US stocks have scored modest gains despite a mediocre retail sales report and a disappointing read on consumer sentiment.
The Dow Jones Industrial Average added 75.42 (0.49 per cent) at 15,376.06 on Friday.
The broad-based S&P 500 put on 4.57 (0.27 per cent) at 1,687.99, while the tech-rich Nasdaq Composite Index increased 6.22 (0.17 per cent) to 3,722.18.
US retail sales, a closely watched benchmark of economic health, rose just 0.2 per cent in August, below the 0.4 per cent expected by analysts.
Analysts also cited a disappointing 76.8 reading on consumer sentiment in September issued by Thomson Reuters and the University of Michigan, down from the 82.1 reading in August.
"If you look at most of the economic data, it is certainly less than expected," said Art Hogan, head of product strategy at Lazard Capital Markets.
But Hogan said markets were also pricing in other factors, including an improved outlook on China and signs of a reduced chance of a US military strike on Syria.
Dow component Intel vaulted 3.6 per cent higher after Jefferies upgraded the stock to "buy", citing its strong manufacturing capacities to make competitive and top-performing microprocessors.
Beauty products giant Ulta surged 17.3 per cent after reporting strong quarterly gains in revenues and profits.
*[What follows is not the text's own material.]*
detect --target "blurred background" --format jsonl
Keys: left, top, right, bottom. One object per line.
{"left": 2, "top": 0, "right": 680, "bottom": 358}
Net income came in at $US44.9 million ($A48.75 million), up from $US35.0 million a year ago.
Oil company Occidental fell 1.7 per cent on reports the company hopes to sell a minority stake in its Middle East operations for $US8 billion.
Supermarket chain Safeway shot up 6.1 per cent after Credit Suisse upgraded the stock to "outperform" in anticipation that the company will divest assets in some weaker-performing markets and bolster investments in stronger regions.
Among larger companies, big moves were posted by Dow components Boeing (up 1.4 per cent) and Disney (up 1.8 per cent).
On the Nasdaq, heavyweight Apple fell 1.7 per cent.
The yield on the 10-year Treasury slipped to 2.90 per cent from 2.91 per cent, while the 30-year held steady at 3.85 per cent. Prices and yields move inversely.